Developing ML models on EHR data to predict ADEs has been of interest to the research community. Zhao et al. tested multiple ML models including regression, decision trees, AdaBoost, and Random Forest on EHR data to predict ADEs [51]. They showed that, with careful feature selection, ML models can achieve promising accuracy as high as 85% in predicting ADEs [51]. Given the widespread understanding of regression models across health disciplines, these models are predominantly used on EHR data for predicting ADEs [30], with LR found to perform similar to other ML models across multiple clinical prediction studies [52] as further verified by our findings. Future ADE studies can continue exploring with LR using more optimal EHR features, such as the most recent laboratory results and current medication lists at time of office or pharmacy visit.
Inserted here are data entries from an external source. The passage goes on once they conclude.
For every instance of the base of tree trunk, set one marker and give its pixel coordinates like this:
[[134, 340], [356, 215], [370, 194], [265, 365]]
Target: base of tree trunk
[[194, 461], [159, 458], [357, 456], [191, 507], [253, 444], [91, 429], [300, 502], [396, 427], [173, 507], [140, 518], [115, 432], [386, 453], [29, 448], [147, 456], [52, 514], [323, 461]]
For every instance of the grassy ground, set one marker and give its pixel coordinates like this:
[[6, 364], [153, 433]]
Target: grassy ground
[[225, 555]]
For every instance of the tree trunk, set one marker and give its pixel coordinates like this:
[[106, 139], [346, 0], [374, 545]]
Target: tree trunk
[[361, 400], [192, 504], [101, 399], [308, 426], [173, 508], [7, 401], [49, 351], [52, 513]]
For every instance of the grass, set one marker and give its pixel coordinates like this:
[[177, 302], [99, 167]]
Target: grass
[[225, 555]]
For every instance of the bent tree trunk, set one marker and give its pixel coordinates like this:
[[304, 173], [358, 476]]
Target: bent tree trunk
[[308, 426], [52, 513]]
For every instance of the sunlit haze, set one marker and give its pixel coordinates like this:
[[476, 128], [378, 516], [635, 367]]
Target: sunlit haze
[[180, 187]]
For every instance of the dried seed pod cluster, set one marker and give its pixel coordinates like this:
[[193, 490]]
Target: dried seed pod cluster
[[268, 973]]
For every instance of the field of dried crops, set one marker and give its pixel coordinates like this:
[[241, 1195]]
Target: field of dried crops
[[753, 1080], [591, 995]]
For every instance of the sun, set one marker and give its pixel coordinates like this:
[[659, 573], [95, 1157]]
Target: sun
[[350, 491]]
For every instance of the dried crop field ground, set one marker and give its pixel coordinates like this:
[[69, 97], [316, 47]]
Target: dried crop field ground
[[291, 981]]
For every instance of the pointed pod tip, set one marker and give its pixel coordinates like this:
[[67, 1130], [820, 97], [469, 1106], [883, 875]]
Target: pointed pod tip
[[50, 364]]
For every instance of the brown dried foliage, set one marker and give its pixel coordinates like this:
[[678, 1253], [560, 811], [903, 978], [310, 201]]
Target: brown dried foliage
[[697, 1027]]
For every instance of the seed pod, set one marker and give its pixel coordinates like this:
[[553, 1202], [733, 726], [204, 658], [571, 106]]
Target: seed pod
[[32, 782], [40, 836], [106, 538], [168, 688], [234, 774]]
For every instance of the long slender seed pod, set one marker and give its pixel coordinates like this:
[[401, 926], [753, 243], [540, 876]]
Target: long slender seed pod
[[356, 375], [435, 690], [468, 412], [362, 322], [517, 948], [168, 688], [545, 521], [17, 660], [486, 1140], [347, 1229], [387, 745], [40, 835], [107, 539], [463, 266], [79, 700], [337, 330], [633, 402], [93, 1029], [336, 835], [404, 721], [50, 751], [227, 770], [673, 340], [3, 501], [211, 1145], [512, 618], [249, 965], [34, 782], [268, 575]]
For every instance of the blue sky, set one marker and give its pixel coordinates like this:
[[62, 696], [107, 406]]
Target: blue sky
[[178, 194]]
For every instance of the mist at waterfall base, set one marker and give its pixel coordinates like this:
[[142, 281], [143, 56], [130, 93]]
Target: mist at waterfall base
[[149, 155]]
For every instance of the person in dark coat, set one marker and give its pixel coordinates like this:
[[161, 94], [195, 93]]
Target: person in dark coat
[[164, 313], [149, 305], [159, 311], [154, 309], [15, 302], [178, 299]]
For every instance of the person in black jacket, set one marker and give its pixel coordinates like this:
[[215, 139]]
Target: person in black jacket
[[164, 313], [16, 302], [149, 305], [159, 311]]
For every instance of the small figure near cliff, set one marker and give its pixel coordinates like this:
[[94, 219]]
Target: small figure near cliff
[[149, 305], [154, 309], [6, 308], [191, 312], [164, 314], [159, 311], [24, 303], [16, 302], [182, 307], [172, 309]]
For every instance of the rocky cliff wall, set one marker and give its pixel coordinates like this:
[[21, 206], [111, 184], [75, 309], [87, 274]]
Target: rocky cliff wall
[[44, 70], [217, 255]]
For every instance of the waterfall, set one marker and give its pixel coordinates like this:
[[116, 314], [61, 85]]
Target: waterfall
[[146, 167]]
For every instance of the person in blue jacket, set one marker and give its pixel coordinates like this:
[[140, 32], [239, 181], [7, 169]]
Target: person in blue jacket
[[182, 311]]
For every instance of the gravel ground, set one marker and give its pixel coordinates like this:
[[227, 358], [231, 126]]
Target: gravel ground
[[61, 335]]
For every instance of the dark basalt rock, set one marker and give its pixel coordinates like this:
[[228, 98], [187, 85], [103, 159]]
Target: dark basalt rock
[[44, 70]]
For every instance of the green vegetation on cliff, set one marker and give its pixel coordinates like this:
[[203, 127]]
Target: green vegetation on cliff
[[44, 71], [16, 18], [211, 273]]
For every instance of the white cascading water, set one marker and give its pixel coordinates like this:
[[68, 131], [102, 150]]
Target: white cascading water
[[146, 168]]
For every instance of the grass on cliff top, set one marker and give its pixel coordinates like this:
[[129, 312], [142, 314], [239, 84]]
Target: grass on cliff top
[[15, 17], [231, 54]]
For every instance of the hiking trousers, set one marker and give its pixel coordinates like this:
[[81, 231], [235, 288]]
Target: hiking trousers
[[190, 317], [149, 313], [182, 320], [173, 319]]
This study does have some limitations. As explained previously, there are inherent limitations when using EHR databases retrospectively for ADE research. Selection of participants and identification of ADEs is challenging, as it is difficult to ascertain information necessary for thorough causality assessment. Poor quality data collected from EHR sources designed for non-research methods, or missing data, may lead to selection bias and information bias. Therefore, we applied recommended practices to address these inherent limitations, employing strategies such as defining the index date as the first drug exposure date to reduce the risk of immortal time bias [28]. We also designed the follow-up period carefully and treated drug exposure as a time-varying feature, considering factors such gaps in medication records and initiation of other drugs, rather than assuming initial exposure remains the same throughout the follow-up period. Feature selection and clusters were determined a priori, which could have excluded important features identifiable with empirical methods, while the definition of clinically significant features requires optimization. Nonetheless, the rich data made available by the AoU program allow us to make robust predictions with reasonable sample sizes while performing hypothesis-generating research for further evaluation with prospective studies.

Conclusion

We observed that bleeding history, socioeconomic status, and health literacy were important factors that may predict bleeding associated with SSRI use. This work contributes to the larger conversation on judicious use of medications and the importance of optimizing non-drug treatment modalities such as psychotherapy, lifestyle management, and psychosocial interventions whenever possible. Public health interventions that focus on increasing health literacy and provide more health care resources in low-income neighborhoods will go a long way to reduce adverse events worldwide. Although our models performed better than many existing clinical models, we expect improvements in the performance of our current models with the inclusion of genomic features and pharmacokinetic drug interactions [53], alongside optimization of real-world medication and health outcomes using EHR. We will also explore with deep learning models, such as recurrent neural networks, to better capture the granularity of medication changes (dose and frequency) that may be important for ADE prediction.